BBC– Human urine has been used to create environmentally friendly bricks by university students in South Africa.

They combined urine with sand and bacteria in a process that allows the bricks to solidify at room temperature.

“It’s essentially the same way that coral is made in the ocean,” Dyllon Randall, their supervisor at the University of Cape Town, told the BBC.

Regular bricks need to be baked in high-temperature kilns that produce large amounts of carbon dioxide.

The engineering students at the University of Cape Town (UCT) have been harvesting urine from men’s toilets.

After first making a solid fertiliser, the leftover liquid is then used in a biological process “to grow” what the university calls “bio-bricks”.

The process is called microbial carbonate precipitation.

The bacteria produces an enzyme that breaks down urea in the urine, forming calcium carbonate, which then binds the sand into rock hard, grey bricks.

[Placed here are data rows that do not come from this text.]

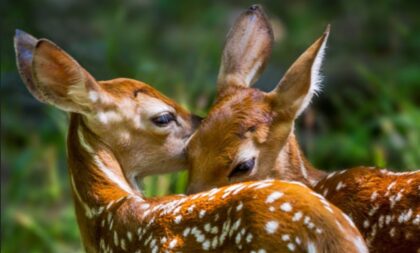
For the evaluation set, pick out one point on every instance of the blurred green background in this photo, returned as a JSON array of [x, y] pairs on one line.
[[367, 114]]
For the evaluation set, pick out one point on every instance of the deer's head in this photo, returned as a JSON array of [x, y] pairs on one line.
[[146, 130], [246, 129]]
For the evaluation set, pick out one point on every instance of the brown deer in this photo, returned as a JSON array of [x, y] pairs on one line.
[[248, 135], [122, 127]]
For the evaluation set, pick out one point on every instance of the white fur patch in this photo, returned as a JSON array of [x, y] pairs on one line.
[[316, 77], [271, 227]]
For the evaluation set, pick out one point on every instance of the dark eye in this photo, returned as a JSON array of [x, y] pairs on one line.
[[243, 168], [163, 119]]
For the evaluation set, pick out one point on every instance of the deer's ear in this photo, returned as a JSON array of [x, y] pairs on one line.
[[247, 49], [302, 80], [53, 76]]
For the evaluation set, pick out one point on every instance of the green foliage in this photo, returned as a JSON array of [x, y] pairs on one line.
[[367, 114]]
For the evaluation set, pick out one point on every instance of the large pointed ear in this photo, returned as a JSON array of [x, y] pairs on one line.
[[302, 79], [247, 49], [53, 76]]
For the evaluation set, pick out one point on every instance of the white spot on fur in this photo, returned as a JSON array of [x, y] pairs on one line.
[[286, 207], [311, 247], [273, 197], [297, 216], [339, 186], [173, 243], [291, 246], [271, 227], [178, 219], [373, 196]]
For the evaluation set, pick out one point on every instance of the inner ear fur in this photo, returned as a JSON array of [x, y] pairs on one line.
[[52, 75], [302, 80], [247, 49]]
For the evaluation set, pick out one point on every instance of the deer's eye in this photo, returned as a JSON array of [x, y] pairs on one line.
[[163, 119], [243, 168]]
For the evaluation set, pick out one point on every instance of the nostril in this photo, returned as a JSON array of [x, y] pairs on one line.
[[254, 7], [196, 121]]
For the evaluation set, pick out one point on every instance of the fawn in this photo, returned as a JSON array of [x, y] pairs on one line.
[[122, 128], [248, 135]]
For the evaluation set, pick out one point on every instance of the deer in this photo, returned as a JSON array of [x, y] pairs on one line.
[[123, 128], [248, 135]]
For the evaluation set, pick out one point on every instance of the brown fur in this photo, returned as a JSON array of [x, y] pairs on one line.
[[280, 157]]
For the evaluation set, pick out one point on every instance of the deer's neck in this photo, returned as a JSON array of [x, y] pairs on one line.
[[95, 174], [291, 164], [96, 177]]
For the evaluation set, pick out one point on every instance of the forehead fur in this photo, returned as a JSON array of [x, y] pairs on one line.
[[122, 88], [237, 111]]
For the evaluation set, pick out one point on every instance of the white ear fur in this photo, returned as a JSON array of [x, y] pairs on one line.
[[316, 77]]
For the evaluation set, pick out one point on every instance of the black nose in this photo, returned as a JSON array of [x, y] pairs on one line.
[[196, 120], [254, 7]]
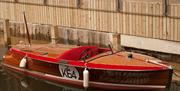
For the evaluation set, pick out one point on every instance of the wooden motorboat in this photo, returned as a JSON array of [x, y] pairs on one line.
[[89, 67]]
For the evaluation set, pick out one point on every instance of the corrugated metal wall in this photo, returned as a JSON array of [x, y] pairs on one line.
[[132, 17]]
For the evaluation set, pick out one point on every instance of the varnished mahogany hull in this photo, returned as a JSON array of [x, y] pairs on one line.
[[99, 78]]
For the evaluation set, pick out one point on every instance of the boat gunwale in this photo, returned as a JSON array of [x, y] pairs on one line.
[[82, 64], [52, 78]]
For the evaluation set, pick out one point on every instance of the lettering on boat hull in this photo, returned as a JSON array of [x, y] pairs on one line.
[[68, 72]]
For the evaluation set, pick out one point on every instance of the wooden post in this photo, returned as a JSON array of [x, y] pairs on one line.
[[7, 36], [116, 41], [54, 34]]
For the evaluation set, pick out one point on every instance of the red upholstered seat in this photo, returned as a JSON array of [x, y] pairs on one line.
[[75, 53]]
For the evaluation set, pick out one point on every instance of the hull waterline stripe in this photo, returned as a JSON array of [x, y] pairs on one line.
[[80, 81]]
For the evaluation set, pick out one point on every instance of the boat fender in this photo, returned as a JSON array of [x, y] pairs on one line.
[[22, 63], [86, 78]]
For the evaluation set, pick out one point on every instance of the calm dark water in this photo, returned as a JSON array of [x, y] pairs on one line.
[[11, 81]]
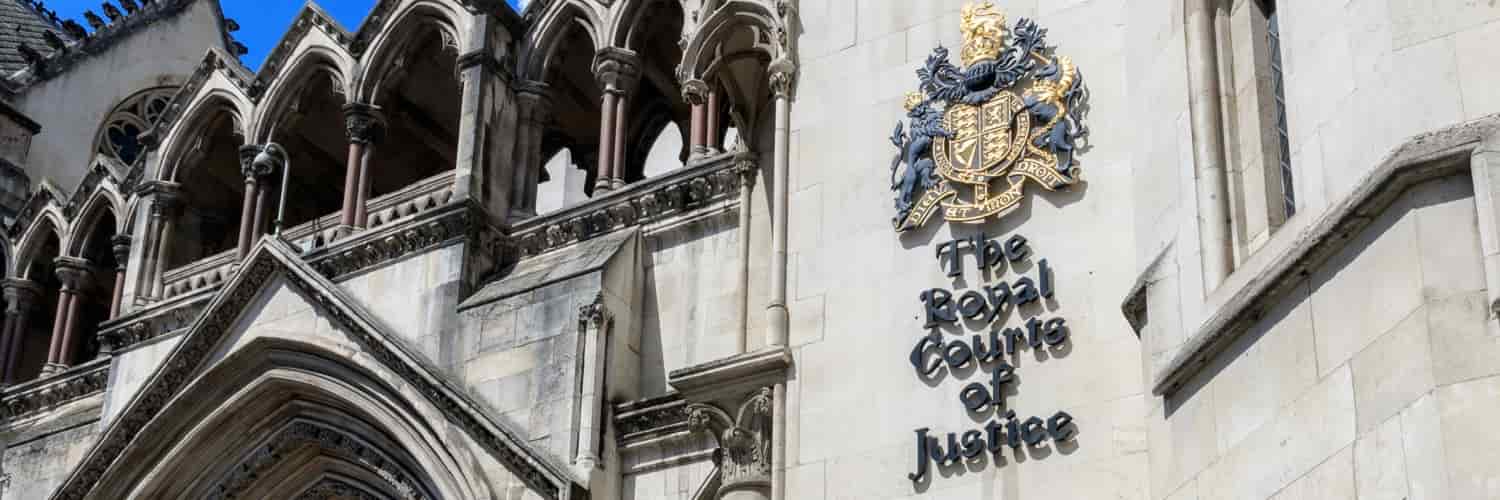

But after about 48 hours, the bricks completely lose the ammonia smell – and they do not have any health risks either, he said.

“The process we use in stage one kills all harmful pathogens and bacteria because we operate at an extremely high pH that has been shown to kill pretty much everything.”

According to UCT, the concept of using urea to grow bricks was tested in the US some years ago using synthetic urea, which requires a lot of energy to produce.

The bricks produced by Dr Randall and his students, Suzanne Lambert and Vukheta Mukhari, use real human urine for the first time, which offers opportunities for recycling waste.

They take between four and six days to grow – if you want a stronger brick you leave it for longer.